The Department of Labor Opines That The Fair Labor Standards Act Sets The Floor With Respect To Wage Standards For Disabled Workers

minimum wage court decisionOn November 17, 2016, the U.S. Department of Labor issued new guidance on the payment of subminimum (or special minimum) wages to workers with disabilities.  As many are aware, Section 14(c) of the Fair Labor Standards Act (“FLSA” or “Act”) authorizes the DOL to issue certificates permitting employers to pay subminimum wages to workers who have disabilities “to the extent necessary to prevent curtailment of opportunities for employment”.  29 U.S.C. § 214(c).  In Administrative Interpretation 2016- 2, DOL Wage and Hour Administrator Dr. David Weil advises that issuance of a certificate under Section 14(c) of the Act does not excuse non-compliance with any state law establishing higher wage requirements for such workers.

Noting that the FLSA neither prohibits states from adopting higher minimum wage standards nor pre-empts any such enacted standards, the Interpretation cites judicial precedent affirming that “the purpose behind the FLSA is to establish a national floor under which wage protections cannot drop, not to establish absolute uniformity in minimum wage and overtime standards nationwide at levels established in the FLSA”.  Relying upon purported regulatory support, the Interpretation extends this minimum standards approach to special or subminimum wages under Section 14(c), concluding that the Act does not relieve employers from complying with more protective standards applicable to disabled employees under state law.

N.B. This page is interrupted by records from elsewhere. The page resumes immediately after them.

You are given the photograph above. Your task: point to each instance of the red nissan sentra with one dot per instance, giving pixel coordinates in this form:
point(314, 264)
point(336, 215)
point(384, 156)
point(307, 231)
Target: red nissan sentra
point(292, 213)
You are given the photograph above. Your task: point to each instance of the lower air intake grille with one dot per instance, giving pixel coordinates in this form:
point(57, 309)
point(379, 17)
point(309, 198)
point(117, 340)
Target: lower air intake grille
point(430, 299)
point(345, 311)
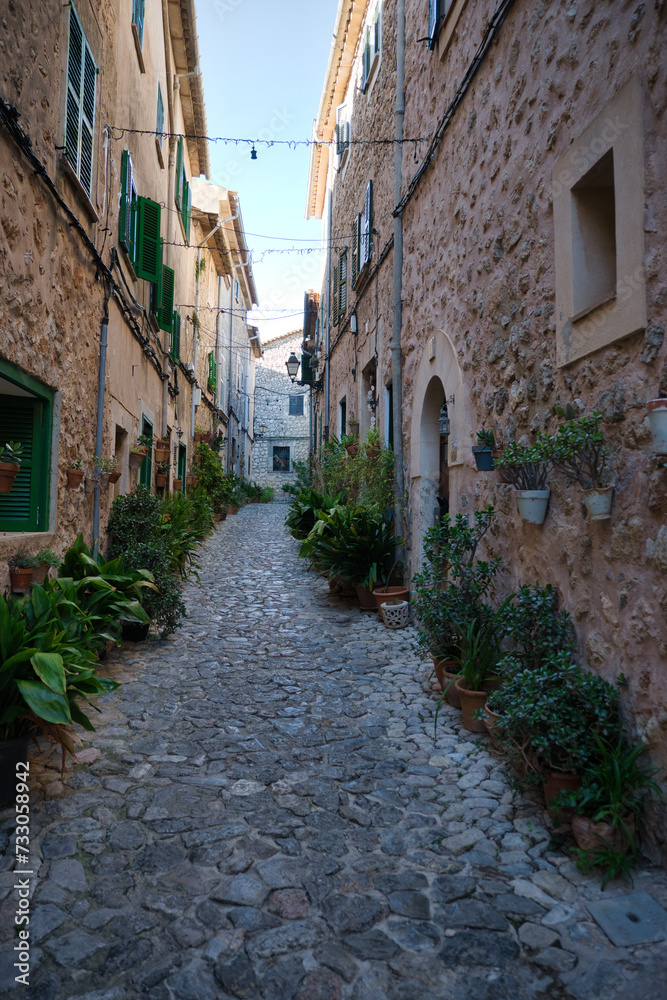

Employers in Connecticut are probably also familiar with Conn. Gen. Stat. § 31-67 (“Section 13-67”), which similarly authorizes the state Labor Commissioner to issue a “special license” to employers to pay disabled workers less than the state minimum wage.  However, legislators in Connecticut and many other states have questioned the continuing propriety of such measures in light of, inter alia, subsequent legislative enactments such as the Americans with Disabilities Act.  While recent efforts to repeal Section 31-67 have failed, many other states have not only eliminated the permissive payment of lower wages to disabled persons but expressly prohibited such payments.  As noted in the Interpretation, New Hampshire enacted a law in 2015 that prohibits payment of an hourly wage rate less than the state’s minimum wage to workers with disabilities.

Employers should take notice of the DOL Interpretation.  While DOL Administrative Interpretations do not carry the force of agency regulations, many Courts routinely defer to such interpretations as a matter of practice.  Hence, employers in Connecticut who currently hold Section 14(c) certificates should continue to monitor State law for any changes that might prohibit the payment of subminimum wages pursuant to that certificate.  Employers of disabled employees in other states should check for applicable state wage requirements and consider complying with any such laws that require paying a higher wage, irrespective of prior receipt of a Section 14(c) certificate.